Viele hundert Todesfälle haben die Forscher weltweit gezählt. Allerdings zeigte sich auch ein dramatischer Rückgang im 20. Jahrhundert. In Europa konnten die Experten in den vergangenen 50 Jahren nur noch vier Fälle nachweisen, in denen Menschen von nicht-tollwütigen Wölfen getötet wurden. In Russland habe man ebenfalls vier, in Amerika keinen Fall finden können. Und das, obwohl zu Anfang des Jahrtausends 10.000 bis 20.000 Wölfe in Europa, 40.000 in Russland und 60.000 in Nordamerika gelebt hätten.

"Wölfe haben das Recht, hier zu leben. Punkt."

Die Nina-Experten führen die geringen Zahlen vor allem darauf zurück, dass die Bedingungen, die in früheren Jahrhunderten zu Wolfsangriffen geführt haben, im heutigen Europa kaum noch existierten. "Viehherden etwa werden nicht mehr von Kindern gehütet, die rund 90 Prozent aller Opfer nicht-tollwütiger Wölfen ausmachen", sagt Kotrschal. "Und die Menschen sind in großer Zahl vom Land in die Städte gezogen."

Für einen Deutschen dürfte es heute wahrscheinlicher sein, im Karibikurlaub von einer herabfallenden Kokosnuss erschlagen als daheim von einem Wolf gefressen zu werden. Dennoch stellen Kritiker die Frage: Warum sollte man das Risiko durch Wölfe überhaupt in Kauf nehmen, und sei es noch so gering?

"Natürlich kann man ökologisch argumentieren und sagen, Wölfe sind wichtige Raubtiere und halten die Wildbestände gesund", sagt Kotrschal. Doch das wesentlich stärkere Argument sei das ethische. "Wir muten den Leuten in Afrika und Asien wie selbstverständlich zu, Löwen und Elefanten zu schützen, was mit sehr hohen Kosten und dem Verlust von Menschenleben verbunden ist." Die Sorge über Wölfe in Europa sei im Vergleich dazu "absolut lächerlich". Selbst Kühe und Pferde würden in Deutschland und Österreich mehr Menschen töten als Wölfe. "Wölfe waren immer da", sagt Kotrschal. "Sie haben das Recht, hier zu leben. Punkt."

Von zentraler Bedeutung sei der Respekt vor dem Raubtier. Den haben auch die Mitarbeiter des WSC in Ernstbrunn nicht abgelegt - zu ihrer eigenen Sicherheit. Sie gehen beispielsweise nie allein in ein Gehege. Was sonst geschehen kann, zeigt das tragische Ende einer Pflegerin in einem schwedischen Tierpark.
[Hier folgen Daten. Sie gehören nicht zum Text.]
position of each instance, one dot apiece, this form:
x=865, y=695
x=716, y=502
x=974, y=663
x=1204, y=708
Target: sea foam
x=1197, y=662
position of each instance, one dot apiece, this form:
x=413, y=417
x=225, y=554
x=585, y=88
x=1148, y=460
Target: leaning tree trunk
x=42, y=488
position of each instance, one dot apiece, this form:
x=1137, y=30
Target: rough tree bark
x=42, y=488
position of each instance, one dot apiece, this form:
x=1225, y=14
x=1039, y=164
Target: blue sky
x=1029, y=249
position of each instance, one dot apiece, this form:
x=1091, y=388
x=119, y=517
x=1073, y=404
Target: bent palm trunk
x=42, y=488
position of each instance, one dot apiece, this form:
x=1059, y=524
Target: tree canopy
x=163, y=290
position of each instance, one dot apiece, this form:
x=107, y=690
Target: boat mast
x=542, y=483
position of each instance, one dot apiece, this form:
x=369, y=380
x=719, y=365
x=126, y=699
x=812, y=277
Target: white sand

Die Frau hatte im Juni 2012 allein ein Gehege mit acht Wölfen betreten - und wurde später tot aufgefunden.

Handaufzucht macht aus einem Wolf kein Kuscheltier

Die Wölfe in Schweden waren wie die in Österreich von Hand aufgezogen. Das Ergebnis ist eine Vertrautheit zwischen Mensch und Wolf, die für Außenstehende beinahe intim wirken kann. Dennoch zeigt das Unglück in Schweden, dass ein Wolf auch nach der Handaufzucht ein Wolf bleibt. Von der Domestizierung, die mit einer genetischen Veränderung einhergeht, ist er weit entfernt.

Deshalb werden auch die Forschungsergebnisse durch die Handaufzucht nicht verfälscht, wie Kotrschal betont. Vielmehr verbesserten sich die Bedingungen. "Wenn die Wölfe an Menschen gewöhnt sind, kann man Fragen stellen, die sie unbeeinflusst von Angst beantworten können." Die Handaufzucht produziere "Tiere, die kooperativ sind und den Kopf frei haben".
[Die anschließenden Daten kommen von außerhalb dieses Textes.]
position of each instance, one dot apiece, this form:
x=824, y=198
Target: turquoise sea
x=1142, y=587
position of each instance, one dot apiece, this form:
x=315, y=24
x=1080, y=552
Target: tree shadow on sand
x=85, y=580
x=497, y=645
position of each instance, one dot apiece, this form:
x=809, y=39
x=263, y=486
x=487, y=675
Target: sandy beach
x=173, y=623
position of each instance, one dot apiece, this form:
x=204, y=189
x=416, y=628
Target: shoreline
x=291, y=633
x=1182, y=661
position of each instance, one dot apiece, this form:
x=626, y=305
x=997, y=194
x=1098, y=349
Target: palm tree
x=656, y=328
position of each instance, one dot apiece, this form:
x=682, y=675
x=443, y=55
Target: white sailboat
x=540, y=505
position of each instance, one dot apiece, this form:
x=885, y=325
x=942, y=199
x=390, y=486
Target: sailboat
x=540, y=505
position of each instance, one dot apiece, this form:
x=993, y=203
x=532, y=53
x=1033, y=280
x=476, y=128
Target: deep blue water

Völlig anders sehe es dagegen in freier Wildbahn aus. In den USA und Kanada etwa gewöhnten sich in Schutzgebieten lebende Wölfe immer mehr an den Menschen. Mancher Naturromantiker versucht gar, Mitglied eines Rudels zu werden - und bringt dadurch nicht nur sich selbst in Gefahr. Denn Wölfe ohne Scheu könnten auch zur Bedrohung für Unbeteiligte werden.

Sollte ein Wolf Menschen angreifen, kann das das Ende seines gesamten Rudels bedeuten. "Wölfe geben ihr Verhalten stark über Traditionen weiter", sagt Kotrschal. "Wird ein Wolf übergriffig, ist es meist das Beste, das ganze Rudel abzuschießen."